反射的、かつ自動で動いた己の体に、賞賛を送りたいようなそうでもないような。
 そんな微妙な心地のまま、私はベッドに倒されかける途中の体勢で、彼の腕を足で挟んでいた。その手の先は下着に届くか届かないかの瀬戸際。
 どうしよう。動けない。
「クロエー。観念しようぜ? 今更俺は止められないし」
「っ……でも、だって」
「乱暴にしないし。優しくすっから。な?」
 少しずつにじり寄りながら、ピエールは笑顔の目を細める。
「そんな顔で言われても説得力がないのよっ」
「今更顔を直せと言われても。……じゃあどうしたら信じてくれる?」
 信じたいのは山々なのだ。
 けれどどうしても、そのやたらと嬉しそうな(風に見える)笑顔に裏を見てしまう。
 あるかないかもわからないその裏側というやつは、私の想像というか知識を超えたものであり――つまりは怖い。
「わからないわ、……そんなの」
 彼の顔を見ているとますますわからなくなりそうだったので、私は顔を俯かせた。
 固めたままの足から次第に力が抜けていく。彼を信じる信じないは関係なく、先に進まれるのはもう時間の問題だった。
「クロエ」
 急に耳元で囁かれた。それもわざと吐息を吹きかけるように。
 ぞわりと走った感覚に緊張していた筋肉が一瞬だけ弛緩して、
「ひゃ、あ!」
 触れてはならない場所に触れられている感覚、そこが――私の常識的に――あってはならない状態にあるという事実。
 慌てて閉じた両足が、その現実を留めさせていた。
「クロエ、濡れて――」
「し、知らなっ」
 耳朶を内側から侵食するような、彼の声から逃れようと上体を捻る。が、元々中途半端な姿勢であったため、バランスを取りきれずそのまま後ろに倒れこんだ。その衝撃で彼の指が布越しに沈む。
「っあぅ! っや、ぁ、ピエール、待っ……!」
「もう随分待ったぜ?」
 そこがどうなっているのかわからない。
 彼の指から与えられる刺激にどう反応していいのかもわからない。
 生殖行為の結果起こりうる身体の変化――受精による新たな生命の誕生、細胞の成長過程。それなら知っている。

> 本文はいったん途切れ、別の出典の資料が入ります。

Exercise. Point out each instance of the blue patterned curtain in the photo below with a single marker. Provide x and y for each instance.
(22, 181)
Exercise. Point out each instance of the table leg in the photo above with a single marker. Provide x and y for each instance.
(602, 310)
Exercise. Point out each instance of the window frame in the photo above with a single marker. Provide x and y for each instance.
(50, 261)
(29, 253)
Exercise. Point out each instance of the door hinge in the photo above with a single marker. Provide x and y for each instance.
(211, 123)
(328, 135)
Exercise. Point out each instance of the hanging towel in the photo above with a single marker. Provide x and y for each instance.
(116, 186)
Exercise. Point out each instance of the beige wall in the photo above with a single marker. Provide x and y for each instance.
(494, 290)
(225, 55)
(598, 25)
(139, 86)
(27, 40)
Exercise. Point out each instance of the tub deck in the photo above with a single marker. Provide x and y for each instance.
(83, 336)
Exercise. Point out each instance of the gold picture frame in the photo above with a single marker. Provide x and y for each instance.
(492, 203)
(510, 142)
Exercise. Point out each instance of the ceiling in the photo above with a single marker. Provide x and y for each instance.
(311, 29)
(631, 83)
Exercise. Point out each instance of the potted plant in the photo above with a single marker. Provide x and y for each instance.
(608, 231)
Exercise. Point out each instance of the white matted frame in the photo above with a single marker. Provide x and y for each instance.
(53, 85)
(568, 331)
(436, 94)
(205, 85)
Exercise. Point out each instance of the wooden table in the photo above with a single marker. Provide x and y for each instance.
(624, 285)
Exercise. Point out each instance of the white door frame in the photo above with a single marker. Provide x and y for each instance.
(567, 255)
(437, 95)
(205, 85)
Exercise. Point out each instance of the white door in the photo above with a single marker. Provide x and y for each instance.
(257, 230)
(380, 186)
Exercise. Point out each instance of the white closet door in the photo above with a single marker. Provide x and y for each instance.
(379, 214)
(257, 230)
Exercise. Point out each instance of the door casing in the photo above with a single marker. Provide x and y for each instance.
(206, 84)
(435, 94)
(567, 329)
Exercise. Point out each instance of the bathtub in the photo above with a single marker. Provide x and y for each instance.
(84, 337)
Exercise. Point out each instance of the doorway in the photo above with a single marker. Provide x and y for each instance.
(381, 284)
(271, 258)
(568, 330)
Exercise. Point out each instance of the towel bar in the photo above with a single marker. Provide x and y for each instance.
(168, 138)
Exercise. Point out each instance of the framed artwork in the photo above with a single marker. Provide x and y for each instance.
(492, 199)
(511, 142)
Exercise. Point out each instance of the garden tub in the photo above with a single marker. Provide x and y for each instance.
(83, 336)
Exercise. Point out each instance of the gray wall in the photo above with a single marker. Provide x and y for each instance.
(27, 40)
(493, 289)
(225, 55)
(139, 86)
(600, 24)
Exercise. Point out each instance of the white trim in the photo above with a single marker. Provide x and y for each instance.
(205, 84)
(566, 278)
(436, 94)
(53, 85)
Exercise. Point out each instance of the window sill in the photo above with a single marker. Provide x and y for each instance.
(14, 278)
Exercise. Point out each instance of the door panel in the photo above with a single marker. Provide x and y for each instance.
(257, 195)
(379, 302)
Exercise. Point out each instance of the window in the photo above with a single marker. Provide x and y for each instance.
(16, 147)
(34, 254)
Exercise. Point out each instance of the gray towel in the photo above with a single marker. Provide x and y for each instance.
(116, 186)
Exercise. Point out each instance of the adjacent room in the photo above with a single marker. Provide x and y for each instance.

 つまり私が知りえているのは学問の範囲だけで、行為にまつわるアレだのソレだのは、そういう話で盛り上がる学友の会話を軽く聞きかじったその程度。
「あ、っひゃ、だ……めっ、ぁ」
「ほらクロエ、ちょっとでいいから、力抜いて」
「無理、むりよそんっ、……ぁ、のっ……」
 額に柔らかい感触が落とされる。生憎、そんなもので誤魔化されはしない。
 だってそんなことをされても、ちっとも落ち着いてくれないのよ、私の心臓は……!
「いーから、素直になれって」
「何がっ、あ、っだめ、やぁっ……!」
 布地をずらしぬるりと直に押し分けられる感覚に、私の全身が強張った。
 他人が己の無防備な――鍛える術も防御のしようもない――部位から、蹂躙される、その感覚は。
(怖い)
 自分でだって触れたことのないそこを、他人が触れるのだ。
 自分で触れてどんな感じなのか確かめたこともないそこを、他人が触れてくるのだ。
「ぃや、あ、やだこわ、い……っ」
「俺が?」
「ちがうっ、だめやだぴえ、るっ……!」
 だから――この感覚は素直に受け入れてしまっていいものなのかと、躊躇してしまうのだ。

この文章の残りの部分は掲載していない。